Outro funcionário do ministério indicou que o inquérito terá caráter de segurança, com o objetivo de expor vínculos dos candidatos a grupos ideológicos rotulados pelo regime militar de Sisi como “extremistas”. Os novos professores, insistiu o governo, devem exercer “comportamento normal”, tampouco serem considerados hostis ao “estado”. O pretexto – como de costume – é proteger os estudantes.
Isso significa que os serviços de segurança terão controle absoluto sobre a nomeação dos professores. O novo procedimento robustece o domínio opressivo do regime sobre a população e abre as portas para a corrupção, devido à falta de supervisão real aos serviços de segurança. Sobretudo, impõe um “critério de segurança” a competência e mérito.
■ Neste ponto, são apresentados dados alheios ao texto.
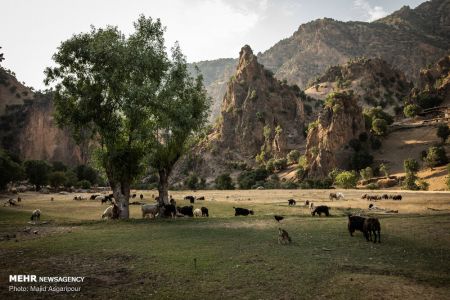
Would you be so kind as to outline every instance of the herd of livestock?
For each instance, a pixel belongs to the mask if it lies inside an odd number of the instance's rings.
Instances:
[[[138,196],[136,194],[132,194],[131,198],[135,199]],[[333,200],[341,200],[344,199],[343,193],[330,193],[329,199],[331,201]],[[74,196],[73,200],[87,200],[88,197],[86,196]],[[110,206],[108,206],[105,211],[102,214],[102,219],[118,219],[120,216],[120,208],[117,205],[114,195],[108,194],[93,194],[89,196],[90,200],[96,200],[100,201],[101,204],[103,203],[110,203]],[[140,205],[141,206],[141,212],[142,212],[142,218],[150,217],[150,218],[156,218],[156,217],[168,217],[168,218],[175,218],[175,217],[209,217],[209,210],[205,206],[201,206],[200,208],[194,208],[193,205],[189,206],[177,206],[175,199],[170,196],[170,201],[168,204],[162,204],[158,197],[153,197],[156,203],[154,204],[146,204],[143,202],[144,196],[143,194],[139,195],[140,201],[132,201],[130,202],[130,205]],[[375,200],[402,200],[401,195],[369,195],[364,194],[362,195],[361,199],[366,199],[368,201],[375,201]],[[15,199],[9,199],[7,202],[4,203],[4,206],[19,206],[19,202],[21,202],[21,198],[18,197],[17,201]],[[53,197],[51,198],[53,201]],[[185,196],[184,200],[189,201],[190,204],[194,204],[196,201],[205,200],[205,197],[194,197],[194,196]],[[297,205],[297,201],[294,199],[289,199],[288,206],[295,206]],[[326,205],[318,205],[315,206],[313,202],[310,202],[308,200],[304,201],[304,206],[309,207],[311,215],[319,215],[322,216],[330,216],[330,207]],[[374,204],[369,205],[369,209],[376,208]],[[248,215],[254,215],[254,211],[247,208],[242,207],[233,207],[234,209],[234,215],[235,216],[248,216]],[[41,216],[41,211],[39,209],[35,209],[31,214],[31,221],[39,221]],[[284,219],[283,216],[274,215],[274,218],[277,222],[280,222]],[[381,226],[380,221],[377,218],[365,218],[358,215],[348,215],[348,231],[351,236],[353,236],[353,233],[355,231],[361,231],[366,238],[367,241],[373,241],[373,242],[381,242]],[[286,230],[279,228],[279,237],[278,242],[279,243],[290,243],[292,240],[287,233]]]

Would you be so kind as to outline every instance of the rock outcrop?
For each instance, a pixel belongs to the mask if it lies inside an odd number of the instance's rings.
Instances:
[[[12,74],[3,69],[0,73],[4,79],[0,82],[0,147],[23,160],[61,161],[70,166],[85,163],[87,146],[76,145],[66,130],[56,126],[51,95],[32,93]]]
[[[348,143],[365,132],[362,109],[352,93],[335,93],[327,99],[319,118],[308,130],[308,176],[323,178],[333,168],[348,168]]]
[[[275,79],[258,63],[249,46],[240,52],[235,75],[228,83],[218,126],[221,149],[248,160],[265,151],[285,156],[304,141],[304,109],[300,90]]]

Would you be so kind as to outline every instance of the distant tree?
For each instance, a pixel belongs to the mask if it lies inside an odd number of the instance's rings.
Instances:
[[[298,163],[298,159],[300,158],[301,153],[298,150],[292,150],[291,152],[288,153],[287,155],[287,159],[288,159],[288,163],[290,164],[296,164]]]
[[[448,124],[440,124],[436,134],[440,139],[442,139],[442,144],[445,144],[450,136],[450,128],[448,127]]]
[[[334,184],[340,188],[351,189],[355,188],[358,183],[358,176],[354,171],[343,171],[337,174]]]
[[[420,106],[415,105],[415,104],[408,104],[403,109],[403,114],[408,118],[415,117],[419,112],[420,112]]]
[[[430,147],[425,157],[425,162],[433,170],[434,167],[446,164],[448,162],[445,149],[443,147]]]
[[[231,179],[228,173],[217,176],[214,183],[218,190],[234,190],[233,179]]]
[[[48,175],[48,181],[50,185],[54,188],[58,188],[62,185],[65,185],[67,182],[66,173],[62,171],[51,172]]]
[[[388,177],[389,176],[389,168],[388,168],[388,166],[386,166],[385,164],[381,163],[380,164],[380,172],[383,172],[384,176]]]
[[[0,149],[0,170],[0,191],[4,190],[10,181],[21,179],[24,173],[22,166],[2,149]]]
[[[48,175],[52,167],[43,160],[27,160],[24,163],[25,174],[31,184],[36,185],[36,189],[40,190],[42,185],[48,183]]]

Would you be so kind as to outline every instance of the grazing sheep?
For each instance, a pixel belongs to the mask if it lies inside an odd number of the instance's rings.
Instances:
[[[209,211],[208,208],[202,206],[202,208],[200,208],[202,210],[202,216],[203,217],[209,217]]]
[[[194,217],[201,217],[202,216],[202,210],[200,208],[194,209]]]
[[[285,244],[285,243],[291,243],[291,237],[289,236],[289,233],[287,233],[286,230],[278,228],[278,244]]]
[[[163,211],[164,217],[175,218],[177,215],[177,209],[173,204],[165,204],[163,207]]]
[[[35,209],[31,213],[31,221],[40,221],[40,220],[41,220],[41,210],[40,209]]]
[[[275,215],[275,216],[273,216],[273,217],[275,218],[275,220],[276,220],[277,222],[280,222],[281,220],[284,219],[283,216],[278,216],[278,215]]]
[[[194,216],[194,207],[191,206],[183,206],[178,211],[185,216],[193,217]]]
[[[328,217],[330,215],[329,209],[328,206],[319,205],[311,211],[311,215],[315,216],[316,214],[319,214],[319,217],[321,217],[322,214],[325,214]]]
[[[189,200],[189,202],[193,204],[195,202],[195,197],[194,196],[185,196],[184,200]]]
[[[240,207],[233,207],[234,208],[234,216],[248,216],[253,215],[254,212],[251,209],[246,209],[246,208],[240,208]]]
[[[353,236],[353,233],[356,230],[363,232],[363,224],[365,220],[366,218],[360,216],[348,216],[348,232],[350,233],[350,236]]]
[[[372,234],[374,235],[373,242],[377,242],[378,233],[378,243],[381,243],[381,226],[380,221],[377,218],[368,218],[364,220],[363,233],[367,241],[372,241]]]

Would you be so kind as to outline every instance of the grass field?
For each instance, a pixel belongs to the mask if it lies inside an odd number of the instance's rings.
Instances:
[[[198,191],[206,200],[195,206],[209,218],[141,219],[132,206],[128,221],[100,220],[106,206],[96,201],[25,193],[21,207],[0,208],[0,236],[16,234],[0,241],[0,299],[450,299],[450,194],[377,201],[399,213],[378,215],[381,244],[373,244],[346,229],[347,212],[369,214],[366,191],[343,192],[345,201],[331,202],[329,190]],[[311,217],[289,198],[331,206],[332,216]],[[234,217],[233,206],[255,215]],[[48,223],[28,224],[35,208]],[[278,227],[291,245],[277,244]],[[13,293],[9,274],[86,279],[78,293]]]

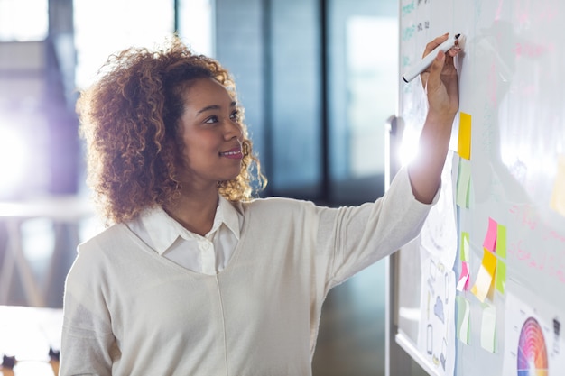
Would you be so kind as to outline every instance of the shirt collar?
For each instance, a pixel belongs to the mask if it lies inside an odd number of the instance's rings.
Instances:
[[[179,236],[186,240],[201,239],[200,235],[184,228],[160,206],[146,210],[142,214],[140,220],[147,231],[153,248],[161,255],[172,245]],[[223,224],[239,240],[242,223],[243,216],[241,214],[236,210],[229,201],[218,195],[218,204],[216,208],[214,224],[206,237],[211,239],[214,233]]]

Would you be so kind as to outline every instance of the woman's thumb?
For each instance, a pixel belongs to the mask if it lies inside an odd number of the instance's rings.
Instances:
[[[427,82],[428,90],[435,90],[441,85],[441,70],[443,70],[444,64],[445,52],[440,50],[430,67],[430,76],[428,77]]]

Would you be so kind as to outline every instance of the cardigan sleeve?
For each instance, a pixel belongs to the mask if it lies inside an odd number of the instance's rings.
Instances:
[[[97,252],[88,251],[79,252],[65,283],[60,376],[111,375],[119,356],[100,289],[104,276],[91,272]]]
[[[330,250],[333,259],[326,289],[342,283],[413,240],[439,195],[440,190],[430,205],[419,202],[404,167],[375,202],[322,211],[318,243],[320,249]]]

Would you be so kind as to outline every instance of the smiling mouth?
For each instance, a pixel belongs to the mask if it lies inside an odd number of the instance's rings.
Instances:
[[[227,151],[222,151],[219,153],[220,157],[233,158],[233,159],[241,159],[243,158],[243,154],[241,152],[241,149],[236,148],[228,150]]]

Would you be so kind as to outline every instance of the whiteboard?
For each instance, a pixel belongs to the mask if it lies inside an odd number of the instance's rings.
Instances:
[[[422,348],[430,291],[421,237],[391,271],[397,342],[431,374],[516,375],[533,355],[538,370],[565,374],[565,2],[401,0],[399,20],[401,72],[445,32],[463,34],[464,52],[455,61],[459,114],[443,187],[453,218],[434,216],[422,234],[443,237],[426,231],[444,225],[456,237],[442,250],[455,277],[446,285],[456,297],[446,317],[452,371]],[[427,105],[418,78],[399,77],[398,85],[404,129],[394,157],[408,160]],[[458,290],[464,262],[468,282]]]

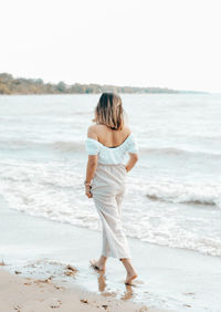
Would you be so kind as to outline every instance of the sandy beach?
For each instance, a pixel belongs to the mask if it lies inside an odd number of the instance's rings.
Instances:
[[[14,311],[10,310],[14,304],[22,306],[21,312],[55,309],[50,304],[67,312],[104,310],[102,305],[108,311],[219,311],[218,257],[129,239],[138,279],[126,287],[116,259],[108,259],[105,274],[90,267],[88,260],[101,249],[101,232],[29,216],[7,208],[3,200],[0,207],[3,312]],[[70,272],[67,266],[76,271]]]
[[[48,311],[149,311],[145,305],[103,298],[77,288],[64,288],[51,279],[31,279],[0,270],[0,302],[3,312]]]

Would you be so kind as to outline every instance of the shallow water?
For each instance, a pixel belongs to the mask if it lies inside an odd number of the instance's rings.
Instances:
[[[0,96],[0,194],[10,208],[101,230],[83,187],[98,97]],[[220,257],[221,95],[122,98],[139,144],[123,204],[126,235]]]

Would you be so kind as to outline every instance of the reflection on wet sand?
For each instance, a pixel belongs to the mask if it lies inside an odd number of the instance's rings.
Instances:
[[[98,277],[97,277],[97,283],[98,283],[98,290],[99,292],[102,293],[102,295],[104,297],[116,297],[117,295],[117,292],[116,291],[107,291],[106,290],[106,275],[105,275],[105,272],[98,272]],[[127,300],[130,300],[133,297],[134,297],[134,293],[133,293],[133,288],[131,285],[126,285],[125,284],[125,292],[123,293],[123,295],[120,297],[120,299],[123,301],[127,301]]]

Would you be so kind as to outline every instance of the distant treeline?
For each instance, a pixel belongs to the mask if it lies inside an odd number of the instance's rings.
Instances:
[[[167,87],[137,87],[99,84],[57,84],[44,83],[42,79],[14,79],[11,74],[0,73],[0,94],[74,94],[74,93],[187,93]],[[190,92],[197,93],[197,92]]]

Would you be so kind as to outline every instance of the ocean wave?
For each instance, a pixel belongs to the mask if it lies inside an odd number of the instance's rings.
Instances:
[[[150,181],[146,189],[150,199],[212,205],[221,208],[220,185],[183,184],[177,181]]]

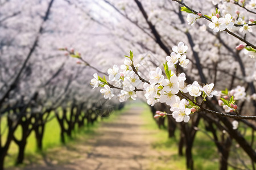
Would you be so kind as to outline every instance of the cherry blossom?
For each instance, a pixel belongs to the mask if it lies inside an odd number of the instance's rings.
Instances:
[[[160,83],[164,78],[164,76],[162,75],[162,70],[160,67],[157,67],[156,71],[151,71],[149,74],[150,82],[152,84]]]
[[[244,24],[240,29],[239,29],[239,31],[243,33],[247,33],[247,32],[252,32],[253,29],[250,26],[249,26],[248,24]]]
[[[93,89],[94,89],[95,88],[98,87],[100,82],[98,80],[98,74],[97,73],[93,74],[93,76],[94,78],[90,80],[90,84],[92,85],[92,87],[93,87]]]
[[[185,106],[180,106],[179,110],[175,110],[172,113],[172,117],[177,122],[181,122],[183,121],[188,122],[190,119],[188,116],[190,113],[191,113],[190,109],[185,108]]]
[[[203,91],[209,97],[212,97],[213,96],[217,96],[218,95],[218,92],[216,90],[213,90],[214,86],[214,84],[213,83],[206,84],[203,88],[201,88],[201,90]]]
[[[108,70],[108,73],[109,74],[109,80],[112,81],[114,81],[114,80],[118,80],[120,78],[120,74],[118,73],[118,70],[119,68],[116,65],[113,66],[113,69],[109,69]]]
[[[109,85],[107,84],[104,85],[104,88],[105,88],[101,89],[100,92],[102,94],[102,95],[104,95],[105,99],[109,99],[110,100],[112,97],[114,96],[113,89],[111,89]]]
[[[180,54],[182,54],[185,53],[186,51],[188,50],[188,46],[184,45],[183,42],[180,42],[178,44],[177,46],[174,46],[172,47],[172,50]]]
[[[198,97],[201,95],[200,86],[197,81],[195,81],[192,84],[187,86],[189,95],[192,96]]]
[[[188,24],[193,26],[196,23],[196,19],[199,18],[199,15],[190,13],[188,14],[187,21],[188,22]]]
[[[180,63],[179,65],[183,68],[187,68],[187,66],[189,63],[189,60],[187,59],[186,58],[186,55],[182,55],[179,59]]]
[[[170,66],[169,66],[169,65],[170,63],[172,63],[172,65],[176,64],[179,61],[179,58],[180,58],[180,54],[176,54],[175,52],[172,52],[170,56],[166,57],[166,60],[167,61],[167,63],[168,64],[168,66],[170,67]]]
[[[213,29],[213,32],[218,32],[222,31],[227,28],[225,24],[225,19],[223,18],[218,18],[216,16],[212,16],[212,22],[209,24],[208,26],[210,28]]]

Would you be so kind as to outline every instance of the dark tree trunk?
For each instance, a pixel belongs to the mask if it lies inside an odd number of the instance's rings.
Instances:
[[[27,139],[24,141],[20,141],[19,143],[19,153],[18,154],[17,159],[16,160],[16,164],[21,164],[23,163],[24,155],[25,154],[25,147],[27,144]]]
[[[180,131],[180,141],[179,142],[179,156],[183,156],[183,147],[184,144],[185,142],[185,138],[184,135],[183,131]]]
[[[175,136],[176,123],[174,122],[173,118],[167,116],[168,120],[168,133],[169,138],[174,137]]]

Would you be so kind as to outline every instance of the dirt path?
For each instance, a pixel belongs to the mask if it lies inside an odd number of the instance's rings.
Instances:
[[[151,162],[160,154],[151,148],[147,139],[156,131],[141,128],[144,123],[142,111],[142,108],[131,108],[114,122],[103,123],[94,139],[60,151],[53,149],[52,156],[44,158],[43,165],[23,169],[151,169]]]

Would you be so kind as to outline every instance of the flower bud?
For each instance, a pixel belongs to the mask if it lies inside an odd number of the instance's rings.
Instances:
[[[196,109],[194,108],[191,108],[191,112],[195,112],[196,111]]]
[[[164,115],[166,115],[166,113],[161,112],[161,113],[159,113],[159,115],[161,116],[164,116]]]
[[[156,118],[160,117],[159,114],[155,114],[155,116],[154,116],[154,118]]]
[[[218,100],[218,105],[219,105],[219,106],[222,106],[223,104],[224,104],[224,103],[223,103],[223,101],[221,100]]]
[[[240,44],[240,45],[236,46],[236,49],[237,50],[241,50],[241,49],[244,49],[245,47],[245,45],[244,45],[244,44]]]
[[[234,104],[230,104],[230,107],[231,107],[232,108],[234,108]]]

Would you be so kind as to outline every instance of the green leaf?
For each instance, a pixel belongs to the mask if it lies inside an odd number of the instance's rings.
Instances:
[[[131,50],[130,51],[130,59],[131,60],[133,60],[133,53]]]
[[[207,15],[204,15],[204,16],[205,16],[206,18],[209,19],[212,19],[212,18],[211,18],[210,16],[209,16]]]
[[[230,99],[229,100],[229,103],[231,103],[232,101],[234,101],[234,96],[232,96],[231,97],[230,97]]]
[[[160,90],[162,90],[162,89],[163,89],[163,87],[162,86],[158,86],[158,89],[160,89]]]
[[[221,98],[221,100],[222,100],[224,104],[226,105],[229,107],[230,107],[230,104],[229,103],[228,101],[226,100],[224,98]]]
[[[221,93],[222,94],[224,94],[224,95],[228,95],[228,93],[229,92],[229,91],[228,90],[228,88],[226,88],[226,90],[222,90],[222,91],[221,91]]]
[[[73,58],[81,58],[81,56],[77,54],[71,54],[70,56]]]
[[[184,11],[187,13],[193,13],[193,12],[191,10],[185,6],[182,6],[180,8],[180,11]]]
[[[166,64],[163,64],[164,71],[166,71],[166,76],[167,77],[168,79],[170,80],[170,78],[171,78],[171,71],[169,70],[169,67],[168,67],[167,62],[166,61]]]
[[[247,49],[249,52],[254,52],[256,53],[256,50],[250,46],[246,46],[245,48],[245,49]]]

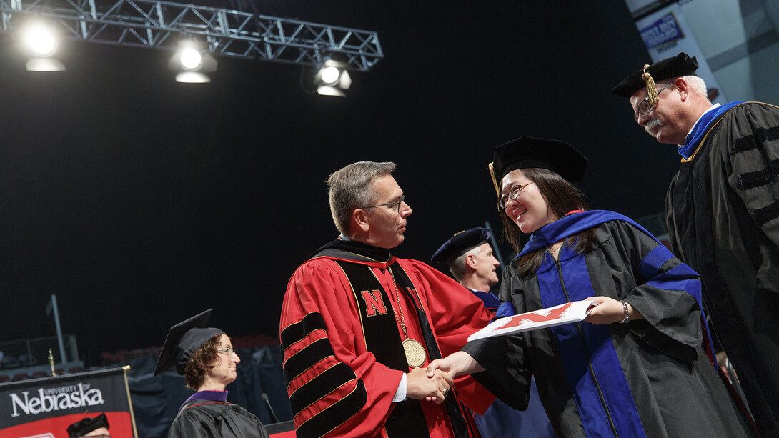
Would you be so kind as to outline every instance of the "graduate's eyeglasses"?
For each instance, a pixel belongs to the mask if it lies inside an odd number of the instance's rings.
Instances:
[[[523,184],[522,185],[514,185],[513,187],[509,189],[509,193],[507,194],[503,195],[502,196],[500,197],[500,200],[498,201],[498,207],[499,207],[501,210],[505,209],[506,205],[509,203],[509,199],[516,201],[516,198],[520,197],[520,193],[522,193],[522,189],[524,189],[525,187],[527,187],[530,184],[533,184],[532,181],[528,182],[527,184]]]
[[[671,87],[673,84],[674,83],[671,82],[671,83],[658,90],[657,95],[659,96],[660,94],[663,91],[663,90],[665,90],[666,88]],[[652,112],[652,110],[654,110],[654,107],[656,106],[657,106],[657,104],[654,104],[653,105],[652,104],[649,103],[649,96],[647,96],[646,97],[643,98],[643,101],[641,101],[641,103],[638,104],[638,112],[633,115],[633,118],[636,119],[636,122],[638,122],[639,115],[647,115],[647,114]]]
[[[227,348],[217,348],[217,353],[224,353],[228,356],[235,352],[235,350],[232,347],[227,347]]]
[[[373,208],[375,207],[384,207],[384,206],[390,206],[390,205],[396,205],[396,204],[397,204],[397,214],[400,214],[400,204],[402,203],[405,202],[405,200],[406,200],[406,195],[403,195],[402,196],[400,196],[400,200],[399,200],[397,202],[387,203],[380,203],[379,205],[372,205],[372,206],[368,206],[368,207],[361,207],[360,208]]]

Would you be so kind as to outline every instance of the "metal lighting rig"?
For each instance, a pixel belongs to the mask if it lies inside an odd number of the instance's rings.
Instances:
[[[99,2],[0,0],[0,32],[37,18],[92,43],[174,50],[187,38],[214,55],[314,66],[330,57],[363,72],[384,58],[377,33],[368,30],[171,2]]]

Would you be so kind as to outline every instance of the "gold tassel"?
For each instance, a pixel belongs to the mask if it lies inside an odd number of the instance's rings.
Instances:
[[[641,79],[647,83],[647,101],[650,105],[656,105],[660,101],[660,97],[657,96],[657,87],[654,86],[654,79],[647,71],[648,68],[649,64],[643,65],[643,74],[641,75]]]
[[[499,200],[500,189],[498,187],[498,180],[495,177],[495,166],[492,165],[493,164],[490,163],[487,167],[489,168],[489,175],[492,177],[492,185],[495,185],[495,194],[498,196],[498,199]],[[498,211],[500,211],[500,207],[498,207]]]
[[[489,168],[489,175],[492,177],[492,185],[495,185],[495,194],[500,197],[500,189],[498,188],[498,180],[495,178],[495,166],[494,163],[490,163],[487,167]]]

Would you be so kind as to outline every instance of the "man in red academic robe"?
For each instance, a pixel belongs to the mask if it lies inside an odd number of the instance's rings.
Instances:
[[[470,378],[426,376],[490,315],[449,277],[390,253],[411,214],[394,169],[363,161],[330,176],[341,234],[287,285],[281,341],[298,436],[476,436],[456,401],[483,413],[494,399]]]

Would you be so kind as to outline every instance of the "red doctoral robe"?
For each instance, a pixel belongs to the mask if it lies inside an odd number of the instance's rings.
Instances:
[[[366,325],[368,329],[375,327],[370,326],[375,320],[372,317],[393,317],[393,312],[399,316],[400,297],[408,337],[425,345],[423,329],[411,301],[413,297],[417,306],[425,311],[441,354],[446,356],[464,345],[468,335],[485,327],[490,315],[480,299],[422,262],[398,259],[386,250],[358,242],[333,245],[357,245],[356,250],[365,247],[368,251],[363,253],[370,256],[351,250],[320,252],[292,275],[282,307],[284,375],[298,436],[392,436],[393,432],[388,432],[385,424],[397,405],[407,403],[393,403],[392,400],[403,373],[410,369],[405,357],[400,358],[402,366],[396,365],[393,369],[379,362],[369,351],[371,332],[366,330]],[[390,266],[394,282],[387,269]],[[365,267],[368,280],[363,283],[368,286],[358,285],[355,275],[347,277],[344,267],[360,274]],[[369,268],[380,282],[383,295],[372,290],[378,283],[368,284],[375,281]],[[411,288],[407,281],[412,284]],[[404,292],[404,287],[409,293]],[[398,337],[394,333],[386,337],[382,334],[378,344],[387,344],[390,349],[397,346],[400,353],[395,355],[403,356],[399,341],[404,334],[400,324],[390,323]],[[425,349],[422,367],[432,360],[430,348]],[[470,376],[456,379],[454,387],[458,401],[479,413],[494,400],[494,396]],[[430,436],[454,436],[443,404],[424,400],[410,403],[418,403]],[[404,435],[404,438],[415,435],[404,430],[404,427],[394,429],[394,434]]]

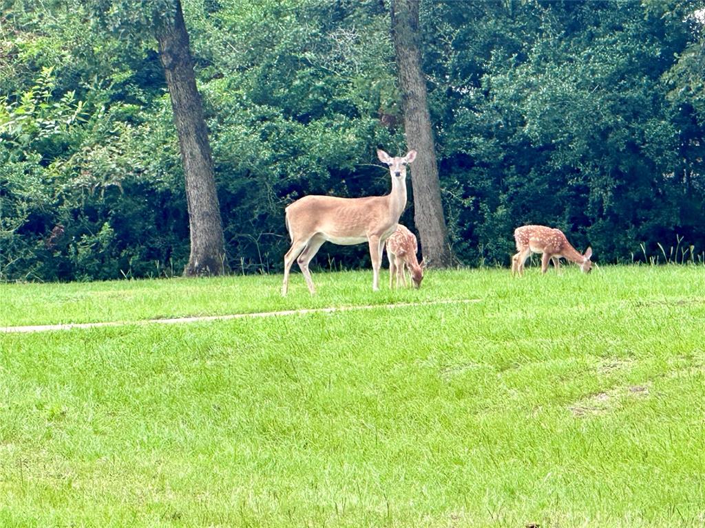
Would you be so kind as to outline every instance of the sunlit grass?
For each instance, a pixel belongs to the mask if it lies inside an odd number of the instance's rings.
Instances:
[[[314,280],[0,287],[0,325],[479,299],[0,334],[0,525],[705,522],[702,268]]]

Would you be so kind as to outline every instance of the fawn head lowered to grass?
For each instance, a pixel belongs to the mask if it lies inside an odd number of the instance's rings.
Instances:
[[[377,157],[389,166],[392,180],[389,194],[364,198],[312,194],[286,208],[286,228],[291,237],[291,247],[284,256],[282,295],[286,295],[289,271],[295,260],[309,291],[312,294],[316,293],[308,265],[326,241],[343,246],[367,242],[372,260],[372,290],[379,289],[384,242],[394,232],[406,207],[406,165],[416,158],[416,151],[409,151],[403,158],[392,158],[378,149]]]
[[[389,287],[392,287],[392,281],[396,276],[396,287],[399,287],[399,279],[406,286],[405,268],[408,267],[411,273],[411,279],[414,287],[421,286],[424,278],[424,263],[416,258],[416,252],[419,251],[419,243],[416,235],[411,232],[405,226],[399,224],[396,231],[387,239],[387,258],[389,259]]]
[[[588,248],[584,254],[581,254],[570,245],[560,230],[544,225],[523,225],[514,230],[514,239],[518,253],[512,257],[512,275],[517,273],[522,275],[524,263],[532,251],[543,253],[541,258],[541,273],[546,273],[548,269],[549,260],[553,261],[553,267],[558,269],[560,257],[577,263],[583,273],[589,273],[592,269],[590,261],[592,249]]]

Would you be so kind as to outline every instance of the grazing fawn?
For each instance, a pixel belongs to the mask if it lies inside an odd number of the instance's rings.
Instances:
[[[402,284],[406,286],[405,268],[409,268],[411,279],[414,287],[421,286],[424,278],[423,260],[419,264],[416,258],[416,252],[419,251],[419,243],[416,235],[409,231],[405,226],[399,224],[396,231],[387,239],[387,258],[389,259],[389,287],[392,287],[392,281],[396,276],[396,287],[399,287],[399,279]]]
[[[406,207],[406,165],[416,158],[416,151],[409,151],[403,158],[392,158],[378,149],[377,157],[389,165],[392,178],[389,194],[365,198],[312,194],[286,208],[286,229],[291,237],[291,247],[284,256],[282,295],[286,295],[289,271],[294,260],[301,268],[309,291],[312,294],[316,293],[308,265],[326,241],[343,246],[367,242],[372,260],[372,290],[379,289],[384,242],[394,232]]]
[[[549,260],[553,260],[553,267],[557,269],[560,266],[558,259],[560,257],[577,263],[583,273],[589,273],[592,268],[590,262],[592,249],[588,248],[584,255],[581,254],[570,245],[560,230],[544,225],[524,225],[515,230],[514,239],[518,253],[512,257],[513,275],[517,273],[520,277],[524,273],[524,263],[532,251],[543,253],[541,273],[546,273],[548,269]]]

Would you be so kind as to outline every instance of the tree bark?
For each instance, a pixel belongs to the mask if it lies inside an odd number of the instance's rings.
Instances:
[[[422,253],[427,265],[447,268],[452,265],[453,258],[441,201],[436,144],[421,64],[419,0],[392,0],[391,34],[402,94],[407,146],[419,153],[411,170],[414,222],[419,230]]]
[[[191,253],[184,276],[221,275],[227,270],[213,160],[181,2],[173,18],[156,25],[159,57],[171,98],[185,178]]]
A ingerência no setor da educação procedeu ações semelhantes em outras funções, para as quais a lealdade política e ideológica tornou-se pré-requisito. Para além de indicações a serviços referentes à segurança pública – incluindo no Ministério do Interior e das Forças Armadas –, nomeações ao judiciário do Egito são rigorosamente controladas pelo aparato do regime, com objetivo de comprovar anuência dos candidatos aos padrões intelectuais, políticos e sexuais adotados por Sisi e seus correligionários.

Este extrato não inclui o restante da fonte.